Presenting with what I call a ‘dicky hip’ and pain that, at its worst, felt like walking on broken glass, the news wasn’t what I’d expected even though my Pilates instructor and Oesteopath were perturbed and tight lipped when shown the same MRI report.
My reaction to the Sports Physician’s prognosis was silent denial because, in my mind, I didn’t think I was as debilitated as friends who had undergone hip replacements. I had been managing okay, had good flexibility and able to cycle and play golf, however, walking and yoga were increasingly difficult.

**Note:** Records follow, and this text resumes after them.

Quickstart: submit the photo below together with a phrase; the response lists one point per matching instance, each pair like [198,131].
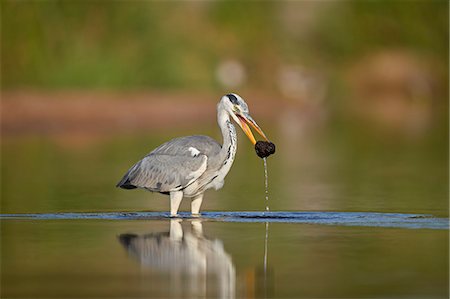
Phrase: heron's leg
[197,227]
[196,204]
[175,200]
[176,231]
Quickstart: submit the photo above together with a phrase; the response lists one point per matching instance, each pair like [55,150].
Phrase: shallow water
[347,219]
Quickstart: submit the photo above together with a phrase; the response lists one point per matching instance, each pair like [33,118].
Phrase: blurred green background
[179,45]
[353,93]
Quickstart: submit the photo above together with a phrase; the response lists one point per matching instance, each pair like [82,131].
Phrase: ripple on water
[411,221]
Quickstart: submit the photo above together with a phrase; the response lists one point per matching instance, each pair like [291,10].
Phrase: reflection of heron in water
[187,257]
[187,166]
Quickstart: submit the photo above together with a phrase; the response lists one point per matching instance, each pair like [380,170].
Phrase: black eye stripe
[233,98]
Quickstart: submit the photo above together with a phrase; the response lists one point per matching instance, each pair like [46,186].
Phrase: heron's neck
[229,136]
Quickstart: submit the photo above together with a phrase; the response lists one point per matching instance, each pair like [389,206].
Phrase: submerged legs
[196,204]
[175,200]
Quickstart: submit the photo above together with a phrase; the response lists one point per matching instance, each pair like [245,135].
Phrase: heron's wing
[164,173]
[187,146]
[173,165]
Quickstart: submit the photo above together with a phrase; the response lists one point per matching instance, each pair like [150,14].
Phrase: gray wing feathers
[172,166]
[164,173]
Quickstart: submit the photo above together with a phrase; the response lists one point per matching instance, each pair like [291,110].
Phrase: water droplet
[266,183]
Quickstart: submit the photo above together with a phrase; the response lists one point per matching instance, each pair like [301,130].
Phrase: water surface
[349,218]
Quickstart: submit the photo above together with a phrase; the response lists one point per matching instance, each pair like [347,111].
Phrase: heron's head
[238,109]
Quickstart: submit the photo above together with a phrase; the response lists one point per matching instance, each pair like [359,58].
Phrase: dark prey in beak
[264,148]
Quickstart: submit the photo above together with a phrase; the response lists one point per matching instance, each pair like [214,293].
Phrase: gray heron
[188,166]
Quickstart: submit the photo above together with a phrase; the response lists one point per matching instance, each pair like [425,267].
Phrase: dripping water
[266,182]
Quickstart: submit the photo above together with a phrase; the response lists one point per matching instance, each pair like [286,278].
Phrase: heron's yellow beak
[244,121]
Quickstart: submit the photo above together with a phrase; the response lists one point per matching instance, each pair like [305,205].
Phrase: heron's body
[187,166]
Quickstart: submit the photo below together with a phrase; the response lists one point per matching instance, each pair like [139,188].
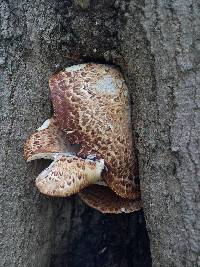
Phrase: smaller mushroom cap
[105,200]
[67,175]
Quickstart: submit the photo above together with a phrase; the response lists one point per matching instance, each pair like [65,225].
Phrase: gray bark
[156,44]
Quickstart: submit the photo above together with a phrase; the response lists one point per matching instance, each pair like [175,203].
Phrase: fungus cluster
[89,139]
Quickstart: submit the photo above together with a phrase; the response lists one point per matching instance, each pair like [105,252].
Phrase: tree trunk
[156,45]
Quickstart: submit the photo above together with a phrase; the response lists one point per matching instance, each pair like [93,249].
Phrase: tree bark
[156,45]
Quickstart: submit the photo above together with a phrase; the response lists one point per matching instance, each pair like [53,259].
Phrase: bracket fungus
[89,139]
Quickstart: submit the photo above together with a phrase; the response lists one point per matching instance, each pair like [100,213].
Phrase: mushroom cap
[47,141]
[106,201]
[91,105]
[67,175]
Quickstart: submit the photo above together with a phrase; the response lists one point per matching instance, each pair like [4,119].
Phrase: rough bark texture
[157,46]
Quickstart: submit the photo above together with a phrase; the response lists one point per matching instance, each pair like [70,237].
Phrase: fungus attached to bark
[91,110]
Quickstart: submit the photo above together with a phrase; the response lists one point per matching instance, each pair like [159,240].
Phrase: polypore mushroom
[91,109]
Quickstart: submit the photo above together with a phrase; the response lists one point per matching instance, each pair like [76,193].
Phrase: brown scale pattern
[106,201]
[68,175]
[99,120]
[47,141]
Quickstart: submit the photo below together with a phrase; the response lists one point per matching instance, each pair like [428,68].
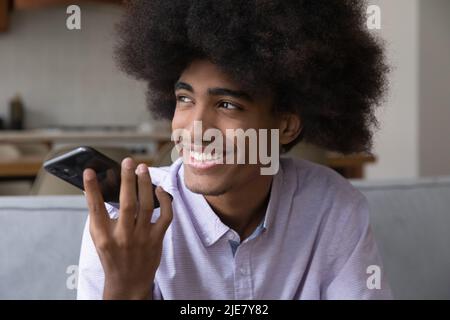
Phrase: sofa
[40,239]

But the news wasn’t all bad especially when Jane, the Sports Physician, said: ‘There are other things we can do for you in the interim, but first an x-ray and bone density scan to confirm the action.’
I soak up her initial options and ask her to spell out the names of the procedures and immediately go home and google what they entail.
My bone density scan reveals that in eighteen months it had plummeted and was borderline Osteoporosis. Jane’s alternative recommendations are for an intravenous infusion to boost the density. Warned that one in ten people experience flu-like symptoms for the first few days, I conscientiously take Panadol. The evening after the infusion I become that ill-fated statistic and wake up delirious. My bones ache and I shiver uncontrollably. Ironically, it feels like my bones are growing out of my body and it’s painful. I faint in the bathroom and hit my head before crawling back to bed. I remain there the next day and it takes a week before I’m fully recovered.
The second part of the solution is an injection via ultrasound into the hip to mimic the lubrication and cushioning in a normal joint. Improvement can be experienced in two to six weeks which would take me to the start of my ski holiday. I’m buoyed as it means that I can use the Mt Hotham season’s pass that Neil had given me for my birthday last year.
I book for golf the next week and at the end of the eighteen holes realise there’s been no pain. With a follow up appointment with Jane the day before I’m due to go skiing to confirm my fitness, I know the answer already, I’m ready!
For the first few runs I try to be cautious but I’m actually feeling better than expected. By mid morning a friend falls badly and injures her knee when her bindings fail to open and has to be stretchered out to the medical centre. Her MRI a week later reveals a torn ACL. Feeling vulnerable and uneasy about my own bindings I head to the ski hire to have them tested and loosened.
With each day the snowfall increases and surpasses the two metre mark which makes skiing feel some days like the powder snow in Japan. By day eight I’m still skiing without any problems or pain and feel like a hipstar, no thanks to Jane.